Ich empfinde den Duft auch keineswegs als kakophonisch, wie manche meinen. Klar, eine Duchaufour-typische Vielzahl an Mitwirkenden bevölkert die olfaktorische Bühne – der Komponist greift seit einigen Jahren doch gerne in die Vollen. Das war nicht immer so, siehe seine Anfänge bei Comme des Garçons, aber nun liebt er eben die großen Ensembles.
Dabei ist ‚Chypre Shot’ keine große Amouage-artige Duft-Oper, nein, das Riesenorchester im permanenten Dauer-Forte ist seine Sache nicht. Dennoch schwirren ziemlich viele Stimmen durcheinander.
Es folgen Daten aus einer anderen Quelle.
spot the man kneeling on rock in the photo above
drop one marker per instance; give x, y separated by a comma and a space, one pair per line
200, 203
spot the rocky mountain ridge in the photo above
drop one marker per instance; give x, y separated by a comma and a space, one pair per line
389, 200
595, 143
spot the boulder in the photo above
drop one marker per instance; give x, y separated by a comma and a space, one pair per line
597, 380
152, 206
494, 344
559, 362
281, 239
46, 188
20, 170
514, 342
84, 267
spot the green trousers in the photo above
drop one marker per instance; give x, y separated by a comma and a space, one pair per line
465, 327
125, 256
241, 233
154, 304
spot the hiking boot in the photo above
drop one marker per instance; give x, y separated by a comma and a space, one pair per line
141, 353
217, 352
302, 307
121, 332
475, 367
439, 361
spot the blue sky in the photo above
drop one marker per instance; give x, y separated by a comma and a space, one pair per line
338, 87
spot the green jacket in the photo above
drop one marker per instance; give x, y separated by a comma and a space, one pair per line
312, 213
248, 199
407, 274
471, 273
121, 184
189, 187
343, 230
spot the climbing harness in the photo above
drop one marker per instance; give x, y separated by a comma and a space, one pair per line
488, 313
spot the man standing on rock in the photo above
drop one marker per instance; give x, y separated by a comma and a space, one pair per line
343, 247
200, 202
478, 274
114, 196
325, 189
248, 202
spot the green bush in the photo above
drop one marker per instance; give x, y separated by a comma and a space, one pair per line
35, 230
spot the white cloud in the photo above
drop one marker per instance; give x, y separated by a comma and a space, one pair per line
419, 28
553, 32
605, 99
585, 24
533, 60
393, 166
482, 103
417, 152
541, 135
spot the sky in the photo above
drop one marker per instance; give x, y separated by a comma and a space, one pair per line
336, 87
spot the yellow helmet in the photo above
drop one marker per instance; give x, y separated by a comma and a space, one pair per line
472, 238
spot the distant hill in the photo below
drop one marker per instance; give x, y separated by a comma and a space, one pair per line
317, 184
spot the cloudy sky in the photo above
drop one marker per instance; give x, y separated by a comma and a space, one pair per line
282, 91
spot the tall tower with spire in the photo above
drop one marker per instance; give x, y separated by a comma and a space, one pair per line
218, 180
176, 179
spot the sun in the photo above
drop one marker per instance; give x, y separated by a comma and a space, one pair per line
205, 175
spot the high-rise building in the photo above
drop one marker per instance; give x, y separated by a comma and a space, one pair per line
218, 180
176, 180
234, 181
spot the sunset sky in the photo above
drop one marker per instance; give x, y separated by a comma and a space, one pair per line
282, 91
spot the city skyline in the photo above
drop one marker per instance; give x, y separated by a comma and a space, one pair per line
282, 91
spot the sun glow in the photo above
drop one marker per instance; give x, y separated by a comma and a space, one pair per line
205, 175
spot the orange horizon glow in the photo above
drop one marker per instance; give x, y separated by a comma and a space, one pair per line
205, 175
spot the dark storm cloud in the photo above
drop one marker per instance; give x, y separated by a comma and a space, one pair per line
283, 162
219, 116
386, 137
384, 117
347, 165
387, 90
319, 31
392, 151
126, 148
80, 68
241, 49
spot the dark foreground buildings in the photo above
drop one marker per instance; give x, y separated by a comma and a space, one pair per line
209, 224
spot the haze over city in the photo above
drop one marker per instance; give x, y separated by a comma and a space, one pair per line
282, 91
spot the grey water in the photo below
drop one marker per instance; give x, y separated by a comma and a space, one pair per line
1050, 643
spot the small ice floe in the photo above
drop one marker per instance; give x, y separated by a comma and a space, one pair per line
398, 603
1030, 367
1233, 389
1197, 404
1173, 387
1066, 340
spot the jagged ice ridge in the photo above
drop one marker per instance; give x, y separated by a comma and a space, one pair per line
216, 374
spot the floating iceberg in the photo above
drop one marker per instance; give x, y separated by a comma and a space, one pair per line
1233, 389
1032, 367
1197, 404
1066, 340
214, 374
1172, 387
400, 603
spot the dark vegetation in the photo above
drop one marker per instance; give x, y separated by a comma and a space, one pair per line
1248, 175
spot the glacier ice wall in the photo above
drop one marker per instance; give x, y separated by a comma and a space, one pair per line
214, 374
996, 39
Wohlabgestimmt natürlich und mit dem Duchaufour-typischen milchigen Weichzeichner verschleiert, aber doch viele Akzente setzend: floral, fruchtig, gourmandig, harzig, bitter, holzig, süß – alles da.
Nicht laut, aber sehr beständig und unglaublich lang anhaltend. Kein Wunder, der Duft ist, laut Hersteller, ein Extrait de Parfum, und so verhält er sich auch: dezent aber ausdauernd, dabei moderat abstrahlend. Noch am nächsten Morgen kann ich ihn problemlos auf der Haut wahrnehmen, nunmehr allerdings als weichen, vanille-betonten Orientalen, von nur noch ganz leiser Chypre-Bitterkeit unterlegt.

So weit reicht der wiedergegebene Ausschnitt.